Why maps are never enough on a real expedition
So how I get to these maps is actually a big part of the whole story. Because when you do expeditions, you learn pretty quickly that maps are not automatically reliable just because they exist. Especially in a place like Greenland, where a lot of the chart material is simply old and not really up to date.
And that becomes a real issue near the coast. The landscape there is constantly changing. Glaciers move, they retreat, they break off. That changes the coastline, but also what’s happening under the water. Sandbanks can form, hazards can appear or shift, and suddenly what you see on the map just isn’t what’s actually there anymore.
Our route starts in Norway, up on the Lofoten, over to Jan Mayen, and from there to Greenland and then down to Iceland and Faroe Islands. For Iceland, the charts are excellent. For Jan Mayen, they’re also quite good and relatively current. But once you get to Greenland, the quality drops significantly.
So I decided to go for the official paper charts from Denmark. That felt like the only solid base. But when I got them, it was honestly quite sobering. Not just the content, but even the physical quality was surprisingly poor. And you realize: if the base material isn’t great, digitizing it won’t magically fix it. You just end up with digital versions of weak charts. The base of the charts are over 100 years old and the last update coming from 1966.
Still, digitizing them is essential for the way we travel. So I had them scanned properly, very carefully, with attention to detail, so that everything is as accurate as possible. And then I take those files and work on them at home.

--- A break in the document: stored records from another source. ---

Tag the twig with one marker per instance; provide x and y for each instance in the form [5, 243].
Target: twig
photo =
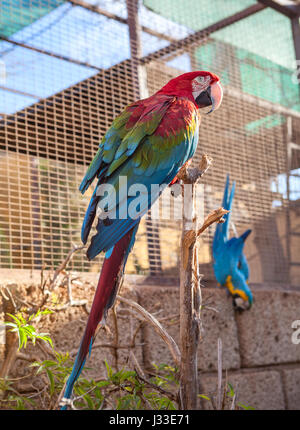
[64, 264]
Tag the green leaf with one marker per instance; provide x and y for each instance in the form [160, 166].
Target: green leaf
[51, 380]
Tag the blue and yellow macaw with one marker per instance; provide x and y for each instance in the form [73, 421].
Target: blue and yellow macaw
[230, 264]
[147, 144]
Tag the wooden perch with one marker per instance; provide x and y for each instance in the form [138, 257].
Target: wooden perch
[190, 292]
[189, 175]
[190, 236]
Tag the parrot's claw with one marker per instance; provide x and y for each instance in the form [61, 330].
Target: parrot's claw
[239, 304]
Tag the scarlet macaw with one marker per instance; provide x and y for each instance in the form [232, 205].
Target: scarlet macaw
[147, 144]
[230, 264]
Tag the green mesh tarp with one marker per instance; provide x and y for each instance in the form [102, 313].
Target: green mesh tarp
[261, 45]
[11, 20]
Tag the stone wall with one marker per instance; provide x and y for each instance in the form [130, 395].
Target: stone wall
[259, 358]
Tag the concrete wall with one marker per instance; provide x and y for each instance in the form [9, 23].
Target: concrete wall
[262, 362]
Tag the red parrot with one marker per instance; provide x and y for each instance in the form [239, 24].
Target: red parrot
[146, 144]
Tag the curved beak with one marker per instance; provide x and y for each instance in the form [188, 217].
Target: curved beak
[212, 96]
[216, 95]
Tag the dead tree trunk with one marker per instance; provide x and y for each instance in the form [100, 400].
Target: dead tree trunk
[190, 292]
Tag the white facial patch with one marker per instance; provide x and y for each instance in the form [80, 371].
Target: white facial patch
[200, 84]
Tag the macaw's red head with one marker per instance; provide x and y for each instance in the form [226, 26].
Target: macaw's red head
[202, 88]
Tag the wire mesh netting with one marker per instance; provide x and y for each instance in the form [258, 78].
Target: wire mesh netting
[69, 67]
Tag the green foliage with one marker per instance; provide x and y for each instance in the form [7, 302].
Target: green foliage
[123, 389]
[26, 331]
[228, 396]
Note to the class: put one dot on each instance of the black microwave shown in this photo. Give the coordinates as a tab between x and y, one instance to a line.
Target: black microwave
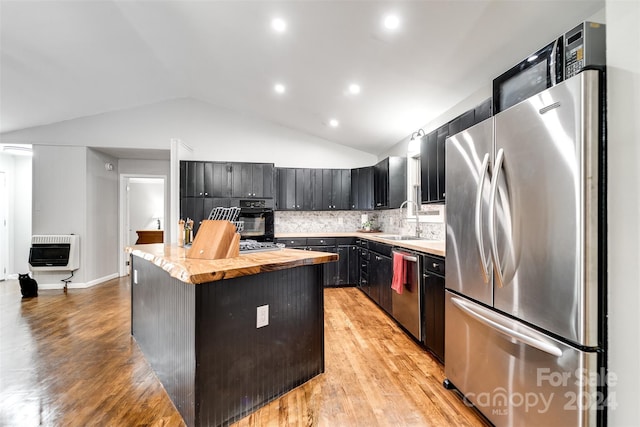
581	47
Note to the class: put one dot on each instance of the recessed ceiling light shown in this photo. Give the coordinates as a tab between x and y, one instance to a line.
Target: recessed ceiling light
279	25
391	22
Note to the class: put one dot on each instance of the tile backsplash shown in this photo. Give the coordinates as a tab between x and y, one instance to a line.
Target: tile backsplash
389	221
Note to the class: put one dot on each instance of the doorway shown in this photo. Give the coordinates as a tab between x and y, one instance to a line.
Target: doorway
142	207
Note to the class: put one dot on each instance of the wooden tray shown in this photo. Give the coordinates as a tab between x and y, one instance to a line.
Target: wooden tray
216	239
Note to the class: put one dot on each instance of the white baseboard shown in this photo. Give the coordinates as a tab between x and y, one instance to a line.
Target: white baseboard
79	285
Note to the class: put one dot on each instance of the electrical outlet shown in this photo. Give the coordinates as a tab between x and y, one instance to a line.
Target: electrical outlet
262	316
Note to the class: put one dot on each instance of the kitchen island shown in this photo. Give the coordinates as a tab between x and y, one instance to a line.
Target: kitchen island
227	336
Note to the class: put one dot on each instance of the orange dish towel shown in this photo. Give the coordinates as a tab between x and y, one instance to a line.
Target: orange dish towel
399	273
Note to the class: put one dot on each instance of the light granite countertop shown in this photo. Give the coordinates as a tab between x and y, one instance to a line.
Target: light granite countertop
433	247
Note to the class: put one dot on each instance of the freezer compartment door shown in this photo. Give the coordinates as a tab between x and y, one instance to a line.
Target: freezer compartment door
544	210
515	375
469	158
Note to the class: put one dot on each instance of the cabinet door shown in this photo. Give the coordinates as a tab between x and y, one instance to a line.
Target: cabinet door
429	166
327	192
286	199
365	188
330	269
381	183
443	132
263	180
304	185
318	201
344	265
199	179
343	193
194	178
183	180
397	184
220	180
354	189
353	275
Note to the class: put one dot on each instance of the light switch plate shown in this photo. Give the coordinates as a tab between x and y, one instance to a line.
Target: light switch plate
262	316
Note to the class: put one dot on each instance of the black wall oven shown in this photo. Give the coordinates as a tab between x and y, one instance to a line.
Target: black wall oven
258	220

A TIFF file on its own is not enough. You have to georeference it, meaning you assign real-world coordinates to the map. You define points, top left, top right, bottom right and align it properly so a navigation system can actually understand where this map sits on the planet.
After that, I convert it into a format that OpenCPN can read. That’s an open-source navigation tool we use onboard. And the key thing is: it all works offline. So what I end up with is a map that might not be perfect in terms of data, but at least it’s integrated into our system and usable out there.
And that’s really the point. This is not about having perfect maps. It’s about building a setup that works in reality. Because once we’re in those areas, there are no Navionics, no Garmin charts, nothing reliable to fall back on. We’re on our own with what we prepared.
And from there, everything becomes about awareness. The maps are just one layer. The real navigation happens with eyes, with experience, with constant checking. That’s how we deal with uncertainty out there.